The first short, “The Ballad of Buster Scruggs,” is enchanting. It breaks the fourth wall and mixes cartoon tropes with superfluous and gory violence. Be prepared for spewing blood (lots of it), screams of agony and lots of tough-looking men slowly walking towards each other, clanking their spurs and itching for their guns.
“Near Algodones” is tragically ironic, but certainly no less bloody. If you’ve ever felt the need to see multiple arrows go through multiple necks, this is the short for you. There is a traditional moral-story structure with a classic warning of how both our decisions and random luck combine to determine our fate.
A showman, played by Liam Neeson, travels Western towns with a performer who is missing both arms and both legs and delivers classical orations in the utterly haunting “Meal Ticket.” A nearly unrecognizable Harry Melling — who played Dudley in the Harry Potter franchise — now plays the young amputee, speaking only when orating and acting almost entirely through facial expressions. The tragedy and absurdity of the film is excruciating to watch. We discover the fate of the young artist at the same horrifying moment he does, hoping it will not end this way but feeling the desperation of being unable to escape.
“All Gold Canyon” is the most visually beautiful of the shorts, filled with wide landscape shots with “no sign of man nor the handiwork of man.” The protagonist is the most honestly likable of characters, and manages to bring to life the stout ideal of patriotism that typically seems like a far-off dream in the American West. But don’t be fooled — this rare peaceful valley doesn’t stray far enough off-theme to ignore the blood and murder required of a Western fable.

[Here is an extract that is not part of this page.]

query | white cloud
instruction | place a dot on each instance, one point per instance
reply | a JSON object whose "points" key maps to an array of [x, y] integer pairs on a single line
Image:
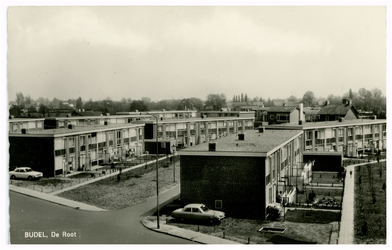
{"points": [[84, 26], [229, 30]]}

The longest of the shorts, “The Gal Who Got Rattled,” is also the most enrapturing. Alice Longabaugh (Zoe Kazan) captures something the other fables fail to see — the rare quality of having a woman as the main protagonist. Instead of needing to appear stoic atop a horse and whipping out a pistol, Alice is the first to truly be lost in the sweeping prairies, unable to find peace. Her character relies the least on manufactured confidence, quite open to the fact that she never had any “certainties” in life. And though it ends on the same quick, tragically ironic note as many of the others, it is the most realistic and emotional of the fables.
“The Mortal Remains” is the most philosophical, leaves the most to unpack and is my personal favorite. Deceptively simple, it is a supernatural tale that questions man’s purpose and the passage between life and death, all while keeping the humor and interest we’ve come to expect. It leaves out the trademark bloodiness of the series but keeps the anticipation of upcoming horror. It is a short — and anything but sweet — end to the series.
Each story is profoundly unique, tied together through a storybook format and a unforeseen, often tragic twist. Regardless of which is your favorite, “The Ballad of Buster Scruggs” will draw you in, and “The Mortal Remains” will leave you wanting more.